Un nuovo genere è nato: “l’hippodrame” , si tratta di un teatro di grande spettacolo dove la guerra è
rappresentata in dimensioni reali (“échelle réelle). Il genere richiede una pista, per le azioni di
cavalleria, una scena a parte per i dialoghi, e gli spalti per gli spettatori. Tra il 1807 (data
dell’entrata in vigore della legislazione napoleonica sui teatri) e il 1847, il repertorio del Circo
olimpico conta circa duecentocinquanta opere. Nel 1809, si rappresenta “La Belle Espagnole au
L’Entrée triomphale des Francais à Madrid” come anche “La Prise de Corogne ou Les Anglais en
Espagne”, e la bibliografia di Ferdinand Laloue contiene dei titoli del tutto eloquenti: Le Dernier
Voeu de l’Empereur in cinque quadri; L’Uniforme du grenadier. Tableau militaire in un atto;
Murat: tre atti, quattordici quadri; La Ferme de Montmirail; episodi dal 1812 al 1814. Pièce
militaire in tre atti e quattro quadri; L’Empire: tre atti e diciotto quadri…Un testimone racconta:
(Cité par Caroline Hodak-Druel, in Daniel Roche [dir.], Le Cheval et La Guerre. Paris, Association
pour l’Accadémie d’art équestre de Versailles, 2002).
I testi autobiografici di Stendhal mostrano la sua conoscenza del circo (Mémoires d'un touriste):
“Vedete l'Errico IV del Pont-Neuf: è un coscritto che teme di cadere da cavallo. Il Luigi XIV del
luogo delle Vittorie e più sapiente: E’ Franconi che fa fare dei giri al suo cavallo davanti ad una
camerata completa”
In Les Promenades dans Rome, raccontando l'attacco a una diligenza sulla strada da Napoli a
Capua, Stendhal fa riferimento a degli spettacoli precisi: “Questi briganti erano così comici che
pensavo a diverse scene di La Caverne, di Vieillard des Vosges, di la Diligence attaquée di
Franconi.”
in Lucien Leuwen, Stendhal riconosce le qualità di Franconi.
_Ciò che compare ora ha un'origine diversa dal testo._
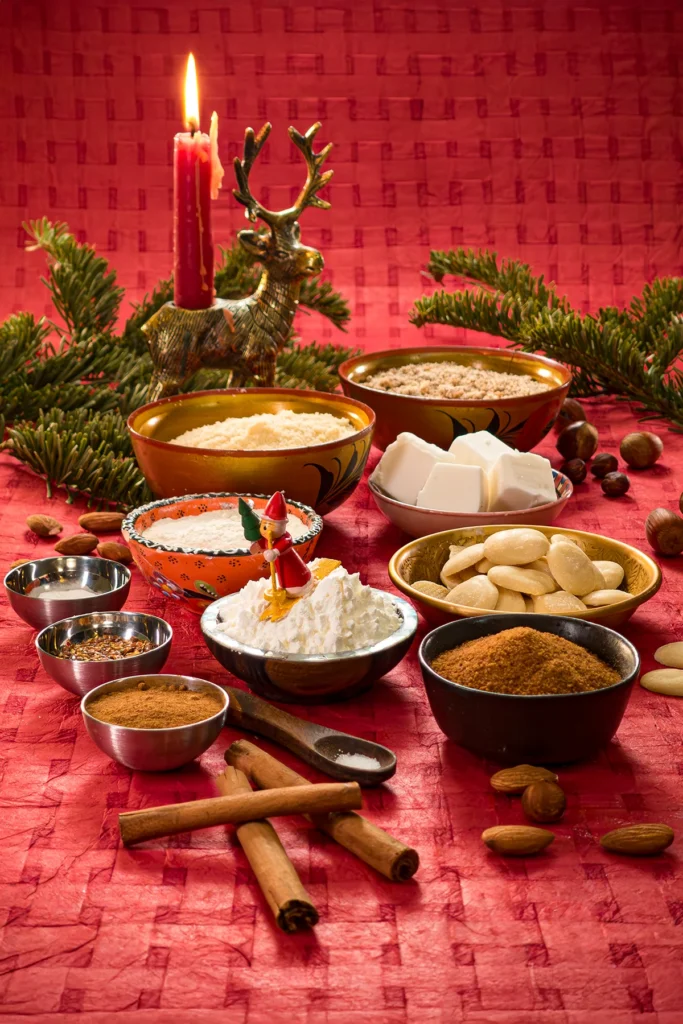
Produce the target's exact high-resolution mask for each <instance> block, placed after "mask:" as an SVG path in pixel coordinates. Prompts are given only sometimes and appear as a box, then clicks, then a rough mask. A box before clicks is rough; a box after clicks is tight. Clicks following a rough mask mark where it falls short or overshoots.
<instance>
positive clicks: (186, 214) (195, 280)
mask: <svg viewBox="0 0 683 1024" xmlns="http://www.w3.org/2000/svg"><path fill="white" fill-rule="evenodd" d="M185 125H186V127H187V129H188V131H186V132H179V133H178V134H177V135H176V136H175V146H174V151H173V191H174V216H173V249H174V260H173V299H174V301H175V304H176V306H180V307H181V308H182V309H206V308H207V307H208V306H210V305H211V304H212V302H213V240H212V238H211V199H212V198H214V199H215V198H216V196H217V194H218V188H219V187H220V178H221V177H222V168H221V167H220V163H219V162H218V153H217V130H218V128H217V126H218V118H217V117H216V114H215V113H214V114H213V115H212V117H211V135H210V136H209V135H207V134H205V133H203V132H201V131H200V115H199V96H198V87H197V71H196V68H195V57H194V56H193V54H191V53H190V54H189V57H188V58H187V74H186V77H185Z"/></svg>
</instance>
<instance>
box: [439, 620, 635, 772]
mask: <svg viewBox="0 0 683 1024" xmlns="http://www.w3.org/2000/svg"><path fill="white" fill-rule="evenodd" d="M419 658H420V667H421V669H422V676H423V679H424V683H425V688H426V690H427V696H428V698H429V703H430V706H431V710H432V713H433V715H434V718H435V719H436V722H437V724H438V726H439V728H440V729H441V730H442V731H443V732H444V733H445V735H446V736H449V738H450V739H453V740H454V741H455V742H456V743H458V744H459V745H461V746H464V748H466V749H467V750H469V751H471V752H472V753H474V754H477V755H479V756H480V757H485V758H488V759H490V760H494V761H500V762H503V763H511V764H520V763H523V762H525V763H528V764H561V763H568V762H572V761H581V760H584V759H586V758H591V757H594V756H595V755H596V754H597V753H598V752H599V751H600V750H601V749H602V748H603V746H605V745H606V744H607V743H608V742H609V740H610V739H611V738H612V736H613V735H614V733H615V732H616V730H617V728H618V726H620V724H621V721H622V718H623V716H624V712H625V710H626V706H627V703H628V700H629V696H630V693H631V687H632V685H633V683H634V681H635V680H636V678H637V677H638V673H639V669H640V658H639V656H638V652H637V650H636V648H635V647H634V646H633V644H632V643H630V642H629V641H628V640H626V639H625V638H624V637H623V636H621V635H620V634H618V633H615V632H614V631H613V630H609V629H607V628H606V627H605V626H600V625H599V624H597V623H590V622H588V621H587V620H582V618H571V617H568V616H562V615H539V614H535V615H530V614H526V615H525V614H508V615H505V616H496V615H484V616H481V617H477V618H463V620H459V621H458V622H454V623H446V625H445V626H440V627H439V628H438V629H435V630H432V632H431V633H429V634H427V636H426V637H425V638H424V640H423V641H422V644H421V646H420V651H419Z"/></svg>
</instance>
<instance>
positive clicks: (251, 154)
mask: <svg viewBox="0 0 683 1024" xmlns="http://www.w3.org/2000/svg"><path fill="white" fill-rule="evenodd" d="M271 128H272V125H271V124H270V122H269V121H267V122H266V123H265V124H264V125H263V127H262V128H261V130H260V132H259V133H258V135H256V134H255V133H254V129H253V128H247V131H246V132H245V150H244V157H243V158H242V160H240V158H239V157H236V158H234V161H233V166H234V176H236V178H237V179H238V185H239V187H238V188H233V189H232V195H233V196H234V198H236V199H237V201H238V203H242V205H243V206H246V207H247V209H246V211H245V216H246V217H248V218H249V220H252V221H253V220H258V218H259V217H261V218H262V219H263V220H265V222H266V223H271V219H270V218H273V217H276V216H278V214H276V213H271V212H270V210H266V209H265V207H263V206H261V204H260V203H259V202H258V201H257V200H256V199H254V197H253V196H252V194H251V190H250V188H249V172H250V171H251V169H252V167H253V166H254V162H255V160H256V158H257V157H258V155H259V153H260V152H261V150H262V148H263V145H264V143H265V140H266V138H267V137H268V135H269V134H270V129H271Z"/></svg>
L'estratto mostra come gli eroi del
circo hanno rimpiazzato quelli del Grande Esercito.
“Lui (Lucien) arriva davanti l’hotel di Pontlevé al gran trotto, e là precisamente il suo cavallo
inizia a galoppare in tondo e con fascino. Qualche chiamata di briglia, invisibile ai profani,
concessero al cavallo del prefetto, stupito dall’insolenza del suo cavaliere, dei piccoli movimenti di
impazienza affascinante per gli intenditori.
[…]
– il ciccione! Disse Ludwing Roller lasciando la finestra d’ira; sarà qualche scudiero della truppa
di Franconi, che Juillet avrà trasformato in eroe.”